Mit der Jagd auf wilde Wachteln auf dem Balkan werben gleich mehrerer Aussteller, darunter die deutschen Firmen „K&K Premium Jagdreisen“ (Stand 7.D48) sowie „Merle Jagdreisen“ (Stand 7.C04). Das letztgenannte Unternehmen verlangt 1.150 Euro für ein viertägiges „Jagdarrangement Wachteljagd“ in Rumänien und wirbt damit, dass Jäger mit dem Abschuss von 40 wilden Wachteln pro Tag und Jäger rechnen können. Für Jäger, die in Island seltene Meeresvögel töten möchten, hat die niedersächsische Firma „Malepartus Jagdreisen“ (Stand 7.F70) das passende Angebot im Programm. Für pauschal 1.040 Euro kann man – bei eigener Anreise – zwei Tage lang vom Boot aus auf Papageientaucher, Eissturmvögel und Lummen schießen. Ebenfalls angeboten wir die Jagd auf Bekassinen in Irland und Schottland, die zum Beispiel in den Katalogen der Firmen „Blaser Safaris“ (Stand 7.E02) oder „Diana Hunting Tours“ beworben werden.
Turteltauben, Wachteln und Bekassinen haben in den letzten Jahren in weiten Teilen der EU stark abgenommen und werden in Deutschland und seinen Nachbarländern mit großem Aufwand geschützt, so das Komitee. „Der Abschuss gefährdeter Zugvögel macht aufwendige Schutzprojekte in den Brutgebieten zunichte, beschleunigt den Rückgang dieser Arten und kann niemals nachhaltig sein“, so Komitee-Geschäftsführer Alexander Heyd.
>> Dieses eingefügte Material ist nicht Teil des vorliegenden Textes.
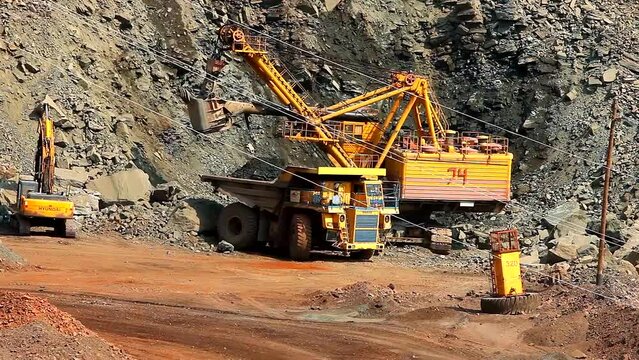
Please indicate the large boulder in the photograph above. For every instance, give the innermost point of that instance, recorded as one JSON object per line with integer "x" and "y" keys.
{"x": 568, "y": 247}
{"x": 73, "y": 178}
{"x": 567, "y": 218}
{"x": 85, "y": 203}
{"x": 125, "y": 187}
{"x": 196, "y": 215}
Das Komitee hat der Messe Dortmund GmbH deshalb heute schriftlich empfohlen, sich von den betroffenen Ausstellern auf der Messe „Jagd und Hund“ zu trennen. Auch der Landesjagdverband NRW (Standnummer 6.B30), der offiziell als „Ideeller Träger“ der Messe fungiert, wurde aufgefordert, sich eindeutig von der Jagd auf gefährdete Zugvögel zu distanzieren und die Forderung nach Ausschluss der acht Aussteller von der Messe zu unterstützen.